Permettere che in un luogo deputato alla ricerca scientifica si proclamino assurdità del genere è come chiedere che ad insegnare geografia vadano persone convinte che la terra sia piatta.
Come studiosi, intellettuali, donne e uomini di cultura troviamo estremamente grave che tesi insostenibili e falsificatorie come quelle sostenute e diffuse da Faurisson e dai suoi seguaci, dimostratesi false e pretestuose nonché contrarie ai risultati di decenni di ricerche condotte da storici specialisti di tutti i paesi, e perciò frutto rigorosamente di malafede e partito preso (non esente da sfumature a nostro giudizio antisemite), ottengano la legittimazione implicita nel fatto che vengano enunciate in un'aula universitaria, così come è assai preoccupante che le posizioni espresse da Claudio Moffa e da chi ne condivide il punto di vista siano veicolate da un master universitario, e quindi ricevano, inevitabilmente, una patente di legittimità scientifica, che non meritano in alcun modo perché viziate irreparabilmente da ignoranza e malafede.

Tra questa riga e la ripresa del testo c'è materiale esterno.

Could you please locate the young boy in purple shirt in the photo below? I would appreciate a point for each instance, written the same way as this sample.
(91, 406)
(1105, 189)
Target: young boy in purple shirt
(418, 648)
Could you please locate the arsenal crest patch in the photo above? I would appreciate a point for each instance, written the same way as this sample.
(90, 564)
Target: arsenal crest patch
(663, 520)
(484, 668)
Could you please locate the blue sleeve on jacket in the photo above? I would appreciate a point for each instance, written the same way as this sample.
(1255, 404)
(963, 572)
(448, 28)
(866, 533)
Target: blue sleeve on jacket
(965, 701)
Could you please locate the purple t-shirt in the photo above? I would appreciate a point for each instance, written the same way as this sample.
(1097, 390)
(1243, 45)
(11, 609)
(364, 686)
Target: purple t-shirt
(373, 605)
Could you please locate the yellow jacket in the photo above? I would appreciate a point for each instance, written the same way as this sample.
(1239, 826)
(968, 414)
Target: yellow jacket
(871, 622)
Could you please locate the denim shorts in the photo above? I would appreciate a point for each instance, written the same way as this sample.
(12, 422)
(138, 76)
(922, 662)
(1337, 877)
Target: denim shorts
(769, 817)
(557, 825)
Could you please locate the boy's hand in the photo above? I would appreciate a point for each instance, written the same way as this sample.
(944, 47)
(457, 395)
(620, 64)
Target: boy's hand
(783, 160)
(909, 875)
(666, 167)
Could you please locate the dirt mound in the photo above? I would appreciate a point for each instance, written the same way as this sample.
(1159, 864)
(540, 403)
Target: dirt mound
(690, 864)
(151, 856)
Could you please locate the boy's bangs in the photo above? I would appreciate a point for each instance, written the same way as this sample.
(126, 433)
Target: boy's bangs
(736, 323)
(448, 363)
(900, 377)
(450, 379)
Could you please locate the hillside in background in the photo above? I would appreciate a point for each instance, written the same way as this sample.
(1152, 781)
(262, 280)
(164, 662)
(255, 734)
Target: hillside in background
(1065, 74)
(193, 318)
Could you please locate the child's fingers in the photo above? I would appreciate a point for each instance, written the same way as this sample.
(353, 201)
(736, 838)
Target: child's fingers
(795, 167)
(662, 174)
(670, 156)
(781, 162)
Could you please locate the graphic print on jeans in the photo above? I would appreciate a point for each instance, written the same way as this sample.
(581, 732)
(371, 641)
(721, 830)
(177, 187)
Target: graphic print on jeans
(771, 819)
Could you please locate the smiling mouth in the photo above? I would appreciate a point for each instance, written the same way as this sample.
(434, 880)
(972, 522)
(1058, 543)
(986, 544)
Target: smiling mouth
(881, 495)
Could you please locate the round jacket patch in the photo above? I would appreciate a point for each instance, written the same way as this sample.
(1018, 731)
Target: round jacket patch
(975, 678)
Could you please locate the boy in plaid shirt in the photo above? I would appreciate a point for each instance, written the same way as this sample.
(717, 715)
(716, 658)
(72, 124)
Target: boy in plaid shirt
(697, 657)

(...) Per tutto ciò chiediamo al ministro dell'Università e della Ricerca e agli organi dirigenti l'Ateneo e la Facoltà di esprimersi pubblicamente sul valore formativo e sui contenuti culturali che informano il master “Enrico Mattei”, a nostro giudizio inferiori agli standard minimi di scientificità che devono valere in una Università della Repubblica; contestualmente proponiamo al Miur, all'Ateneo teramano e alla sua Facoltà di Scienze politiche di rendersi disponibili ad organizzare a Teramo un seminario, aperto agli studenti, che abbia al centro da un lato l'analisi del negazionismo e del suo uso politico, dall'altro le vicende di persecuzione e poi di deportazione che travagliarono l'Abruzzo nel periodo 1938-1945.